Sujata Massey taught English in Japan for several years. She used her experiences to create the delightful Rei Shimura mystery series.
Novels by Sujata Massey
Rei Shimura series:
- The Salaryman’s Wife (1997) –review
- Zen Attitude (1998)
- The Flower Master (1999)
- The Floating Girl (2000)
- The Bride’s Kimono (2001)
- The Samurai’s Daughter (2003)
- The Pearl Diver (2004) – reviewed below
- The Typhoon Lover (2005)
- Girl in a Box (2006)
- Shimura Trouble (2008)
- The Kizuna Coast (December 2014)
Daughters of Bengal:
The Sleeping Dictionary
The Perveen Mistry Investigations
The Widows of Malabar Hill (2018) (historical mystery)

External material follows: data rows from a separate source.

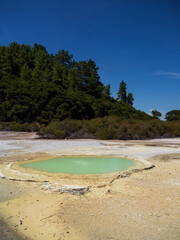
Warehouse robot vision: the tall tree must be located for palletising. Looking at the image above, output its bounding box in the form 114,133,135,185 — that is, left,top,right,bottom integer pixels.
127,93,134,106
151,109,162,119
117,81,127,102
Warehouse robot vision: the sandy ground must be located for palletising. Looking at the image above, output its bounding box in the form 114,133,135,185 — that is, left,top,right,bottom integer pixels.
0,132,180,240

The Pearl Diver* by Sujata Massey
Rei Shimura has been banned from Japan and is now living in Washington D.C. with her boyfriend Hugh. When her cousin is kidnapped, Rei leaps into action to find her. One thing leads to another and soon she’s also trying to find a Japanese woman who disappeared many years earlier. Are the two cases linked?
Although the novel is no longer set in Japan like the first novel, I still like how Massey works in details of Japanese culture, especially Japanese antiques, food (bento boxes), and pearl diving. The new setting is also concrete and detailed. Massey has a fine touch with setting.

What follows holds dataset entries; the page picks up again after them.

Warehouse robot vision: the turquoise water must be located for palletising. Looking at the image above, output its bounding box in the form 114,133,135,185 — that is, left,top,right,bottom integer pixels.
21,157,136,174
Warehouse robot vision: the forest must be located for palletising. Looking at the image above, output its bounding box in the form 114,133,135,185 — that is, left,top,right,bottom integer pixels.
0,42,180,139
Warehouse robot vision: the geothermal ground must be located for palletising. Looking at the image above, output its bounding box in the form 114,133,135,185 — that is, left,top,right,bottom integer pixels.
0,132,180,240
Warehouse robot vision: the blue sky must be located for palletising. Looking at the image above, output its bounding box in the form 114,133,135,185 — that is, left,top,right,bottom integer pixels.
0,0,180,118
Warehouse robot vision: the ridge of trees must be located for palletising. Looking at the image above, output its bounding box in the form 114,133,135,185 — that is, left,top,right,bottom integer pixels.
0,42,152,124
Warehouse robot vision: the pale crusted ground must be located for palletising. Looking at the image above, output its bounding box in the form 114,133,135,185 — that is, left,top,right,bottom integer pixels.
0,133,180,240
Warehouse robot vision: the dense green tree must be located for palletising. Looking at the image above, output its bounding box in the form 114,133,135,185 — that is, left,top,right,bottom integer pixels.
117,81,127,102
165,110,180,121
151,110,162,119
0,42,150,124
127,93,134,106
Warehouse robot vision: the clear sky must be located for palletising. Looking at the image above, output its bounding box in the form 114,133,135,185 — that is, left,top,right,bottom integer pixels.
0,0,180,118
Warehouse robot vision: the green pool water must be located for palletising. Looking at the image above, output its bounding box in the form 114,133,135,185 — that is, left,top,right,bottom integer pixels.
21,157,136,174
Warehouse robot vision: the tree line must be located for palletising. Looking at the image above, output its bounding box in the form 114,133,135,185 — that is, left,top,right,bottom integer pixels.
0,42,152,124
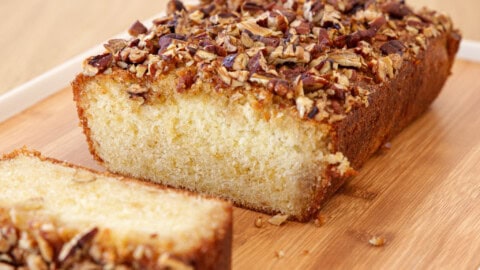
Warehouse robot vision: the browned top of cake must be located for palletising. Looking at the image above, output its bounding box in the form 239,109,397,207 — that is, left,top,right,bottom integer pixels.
84,0,452,122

The plot is rich, with many well-developed characters. The front matter includes a “Cast of Characters” list with snippets about a dozen of the more prominent characters. Character lists are always handy references, but aren’t necessary to enjoy this book. Unlike some other novels, the author does a good job of introducing new people so that it is easy to remember who they are.
Compared to her debut novel, which had a few bumps, this one is well done. I particularly liked the ending, which I won’t reveal.

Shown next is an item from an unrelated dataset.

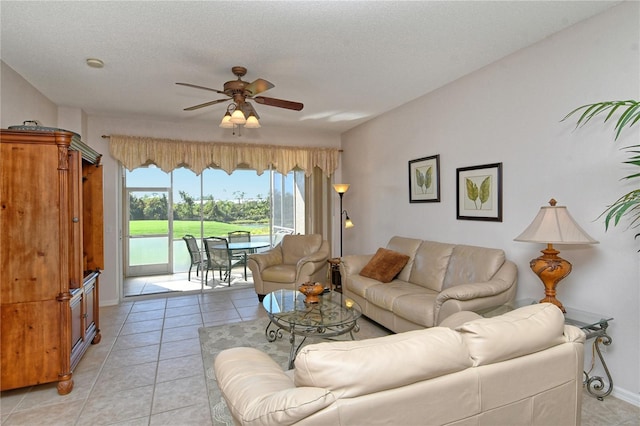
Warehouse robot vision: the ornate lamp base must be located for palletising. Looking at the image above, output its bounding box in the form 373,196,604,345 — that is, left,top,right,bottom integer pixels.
529,244,571,313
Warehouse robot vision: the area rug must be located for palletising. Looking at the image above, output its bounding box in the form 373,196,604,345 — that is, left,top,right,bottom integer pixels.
199,318,390,426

I want to read more of the novels in this series.
Sujata Massey Author Post
Because I have been reading a lot of mysteries, I’ve been trying to come up with a better system to keep track of what I’ve read. I thought the blog would help, which it does, but I don’t always review everything I’ve read. To get more organized I’m going to try to create an author post for each author with lists of novels. I will update later by linking to newer reviews and marking books as read .
I’ve struggled with the same thing – trying to keep track of what I have and haven’t read – for ages. In the late 1970s, I used to go to the county library every Monday and get a whole grocery bag of books for the three of us, and I had a much-folded piece of notebook paper with a list of authors & books I’d read in teeny tiny handwriting. For the past few years I’ve used a page or three in my bullet journal – I just list the author, title, and date finished, with a hollow circle for currently reading, filled-in circle for finished, and hollow circle with a line through it for books I quit. It’s not ideal because I have a new journal every year, so sometimes I have to dig through a few volumes to find something, but it definitely helps me remember authors I’ve liked & avoid re-buying books I’ve already read.
Lke the idea of notebooks. I know some people use Excel spreadsheets, but that seems too bulky. We’ll see how this goes.